Reverend Haddock's Pulley
Description: The Reverend George C. Haddock was a pastor here in Sioux City at First Methodist Church. He came to Sioux City in 1885 and was a staunch believer in the temperance movement and the prohibition of alcohol. Iowa had passed prohibition laws on alcohol in the early 1880s, but Sioux City defied that law for years, continuing to produce, sell, and distribute alcoholic products. At First Methodist Haddock preached and denounced the production and sale of liquor, and even helped local and state law enforcement gather evidence against distributors. On August 3, 1886, Haddock went to Greenville, then a small village outside town, to procure evidence against liquor sellers with fellow pastor Reverend C. C. Turner. They had procured a carriage from a stable on Water Street. When they returned to town to return the horse to its stable, a mob of brewery owners and liquor distributors who saw Haddock’s preaching as a threat to their lifestyle had gathered in the street nearby. Turner went to his home some distance away, and Haddock was left to face the mob alone.
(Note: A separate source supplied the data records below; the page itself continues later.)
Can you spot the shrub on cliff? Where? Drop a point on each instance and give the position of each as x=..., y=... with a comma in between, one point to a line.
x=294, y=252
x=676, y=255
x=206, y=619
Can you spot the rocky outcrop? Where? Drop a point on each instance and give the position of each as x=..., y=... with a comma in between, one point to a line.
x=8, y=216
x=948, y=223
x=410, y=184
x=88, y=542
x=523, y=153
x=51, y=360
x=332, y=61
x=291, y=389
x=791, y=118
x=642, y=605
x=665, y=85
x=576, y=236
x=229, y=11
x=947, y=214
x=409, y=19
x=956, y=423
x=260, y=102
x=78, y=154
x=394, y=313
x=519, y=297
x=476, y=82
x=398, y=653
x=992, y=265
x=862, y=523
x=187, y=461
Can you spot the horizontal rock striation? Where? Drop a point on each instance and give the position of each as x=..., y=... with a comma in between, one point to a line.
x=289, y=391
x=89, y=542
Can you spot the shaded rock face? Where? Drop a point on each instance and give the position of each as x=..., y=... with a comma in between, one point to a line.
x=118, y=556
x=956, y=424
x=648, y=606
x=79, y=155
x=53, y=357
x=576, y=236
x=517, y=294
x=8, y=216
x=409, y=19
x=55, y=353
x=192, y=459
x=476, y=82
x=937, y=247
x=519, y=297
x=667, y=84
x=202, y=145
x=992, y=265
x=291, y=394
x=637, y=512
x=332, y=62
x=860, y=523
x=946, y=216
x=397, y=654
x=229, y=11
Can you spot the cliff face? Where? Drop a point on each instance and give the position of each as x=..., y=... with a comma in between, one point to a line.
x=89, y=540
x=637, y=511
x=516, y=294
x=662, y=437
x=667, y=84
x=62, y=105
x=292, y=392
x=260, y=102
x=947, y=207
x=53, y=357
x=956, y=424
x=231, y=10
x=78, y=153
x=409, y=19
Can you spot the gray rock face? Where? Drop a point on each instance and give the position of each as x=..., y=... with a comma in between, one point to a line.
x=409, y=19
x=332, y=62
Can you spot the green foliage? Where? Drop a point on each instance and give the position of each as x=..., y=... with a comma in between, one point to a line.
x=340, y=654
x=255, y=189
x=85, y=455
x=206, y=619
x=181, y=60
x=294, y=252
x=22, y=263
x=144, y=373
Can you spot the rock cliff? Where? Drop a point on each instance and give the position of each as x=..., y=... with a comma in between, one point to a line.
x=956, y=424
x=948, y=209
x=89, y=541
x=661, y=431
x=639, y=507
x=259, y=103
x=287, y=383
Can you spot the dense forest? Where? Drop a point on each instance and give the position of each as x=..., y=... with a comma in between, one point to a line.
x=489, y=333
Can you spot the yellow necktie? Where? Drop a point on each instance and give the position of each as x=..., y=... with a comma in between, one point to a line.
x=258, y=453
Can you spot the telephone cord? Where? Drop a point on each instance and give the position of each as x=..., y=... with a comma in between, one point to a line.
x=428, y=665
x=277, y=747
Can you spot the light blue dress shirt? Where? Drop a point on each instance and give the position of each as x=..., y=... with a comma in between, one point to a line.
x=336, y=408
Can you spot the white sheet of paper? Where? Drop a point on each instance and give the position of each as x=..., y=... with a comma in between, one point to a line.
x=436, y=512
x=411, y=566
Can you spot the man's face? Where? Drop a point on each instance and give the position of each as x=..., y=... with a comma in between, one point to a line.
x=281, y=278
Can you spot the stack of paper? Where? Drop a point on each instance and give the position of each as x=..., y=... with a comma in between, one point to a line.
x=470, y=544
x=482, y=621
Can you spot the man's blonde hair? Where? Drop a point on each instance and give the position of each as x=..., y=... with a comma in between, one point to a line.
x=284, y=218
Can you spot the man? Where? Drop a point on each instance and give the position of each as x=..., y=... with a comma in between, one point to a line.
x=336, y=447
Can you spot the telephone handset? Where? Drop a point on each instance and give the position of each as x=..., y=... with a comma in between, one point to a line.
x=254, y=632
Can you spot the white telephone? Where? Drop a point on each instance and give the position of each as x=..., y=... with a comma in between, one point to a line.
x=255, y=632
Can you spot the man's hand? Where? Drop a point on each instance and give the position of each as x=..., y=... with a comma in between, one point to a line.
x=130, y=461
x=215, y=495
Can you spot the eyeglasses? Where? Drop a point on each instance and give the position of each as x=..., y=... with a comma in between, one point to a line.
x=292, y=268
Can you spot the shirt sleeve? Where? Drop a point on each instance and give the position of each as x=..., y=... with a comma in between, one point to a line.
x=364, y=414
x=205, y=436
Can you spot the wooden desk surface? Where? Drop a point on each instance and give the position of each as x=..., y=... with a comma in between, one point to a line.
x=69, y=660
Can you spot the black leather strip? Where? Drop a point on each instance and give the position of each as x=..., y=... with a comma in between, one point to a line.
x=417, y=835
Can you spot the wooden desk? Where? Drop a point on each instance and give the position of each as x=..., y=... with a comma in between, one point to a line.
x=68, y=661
Haddock did not believe in carrying firearms, so the only weapon he carried on him to defend himself was this small iron pulley wheel, with a rope long enough to wrap around his wrist. A shot rang out from the crowd and Haddock fell to the ground. The crowd dispersed quickly, and in the later years a few men were tried but none were soundly convicted. Haddock’s death did spark some nasty backlash: the existing state laws were more strictly enforced than they had been in the past, and Sioux City earned itself a poor reputation. Many of the breweries and distilleries left town and moved across the river to Nebraska, away from Iowa’s liquor laws.
Memorials were conducted all over town in memory of Haddock. A plaque was dedicated in his honor at the scene of the murder by the local leaders of the temperance movement, and churches all over the city held services to honor Haddock’s name. Iowa repealed the state ban on alcohol in 1892, before passing it again in 1916, which lasted until the repeal of the federal Prohibition in 1933.